In a year where at least 95% of stand-up comedy DVDs seem bound by law to make the same jokes about Michael Jackson’s death (most common joke: that everyone has been making jokes about it since it happened), we possibly need Tim Vine more than ever. Now that Harry Hill seems to have given up live performances in favour of phoning it in on TV Burp (hasn’t the latest series been rubbish?), there’s only one real choice for a comedy DVD that the whole family really can enjoy while waiting for this year’s Christmas pudding to cool. Provided you’re suitably persuasive in arguing that Tim Vine really is much, much funnier than Michael McIntyre, of course. Because Tim Vine isn’t as popular as he really deserves to be.

Sure, in isolation, many of his one-liners might not seem to be that great (“The Archbishop of Canterbury came up to me, he said ‘you’re excommunicated!’ I thought an old girlfriend had sent me an email”), but thrown at you like relentless handfuls of comedy gravel, you can’t help but find a daft grin form beneath your nose. Very often, you’ll find that grin developing into a chuckle, if only with incredulity at the occasions where he’ll try to pull off an especially clattery pun while on stage in front of people who’ve paid to be there.
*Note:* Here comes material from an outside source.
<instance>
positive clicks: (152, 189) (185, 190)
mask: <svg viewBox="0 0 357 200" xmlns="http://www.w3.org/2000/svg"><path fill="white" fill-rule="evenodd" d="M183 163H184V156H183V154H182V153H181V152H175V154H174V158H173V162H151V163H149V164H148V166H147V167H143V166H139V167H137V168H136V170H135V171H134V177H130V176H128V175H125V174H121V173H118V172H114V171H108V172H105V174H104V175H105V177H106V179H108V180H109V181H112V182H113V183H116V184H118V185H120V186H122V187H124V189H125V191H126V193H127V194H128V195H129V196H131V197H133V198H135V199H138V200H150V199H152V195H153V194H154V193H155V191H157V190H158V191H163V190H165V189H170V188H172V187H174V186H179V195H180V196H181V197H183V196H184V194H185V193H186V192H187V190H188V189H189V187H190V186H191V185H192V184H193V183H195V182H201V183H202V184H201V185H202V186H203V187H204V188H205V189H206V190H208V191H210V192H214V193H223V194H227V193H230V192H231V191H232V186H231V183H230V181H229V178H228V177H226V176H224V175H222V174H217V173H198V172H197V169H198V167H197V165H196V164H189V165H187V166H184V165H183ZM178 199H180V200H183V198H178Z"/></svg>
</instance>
Even throughout the weaker gags, you’ll still find yourself smiling, mainly because as performers go, Tim Vine is pretty much impossible to hate. He even has the good grace to seem genuinely surprised when the crowd call for an encore at the end.

The only downside to the disc is that the main performance is a bit on the short side, at a tadge over an hour. Of course, with it being Tim Vine set, this does mean you’ve got a few hundred jokes crammed tightly into that hour, but we’d really like him to pad things out by including some of his older gems. Going by the reaction of the crowd in this performance, you can’t help but feel they’d feel the same. After all, if it’s good enough for Ken Dodd...

Petty griping aside, Punslinger is a hugely enjoyable way to spend an hour of your festive break. The rapidfire delivery of unrelated gags mean that even if you’ve been momentarily distracted by a hunt for that elusive After Eight envelope still containing a wafer-thin treat, you can rejoin the fun without having to ask whoever’s nearest the remote to hit the rewind button. Splendid.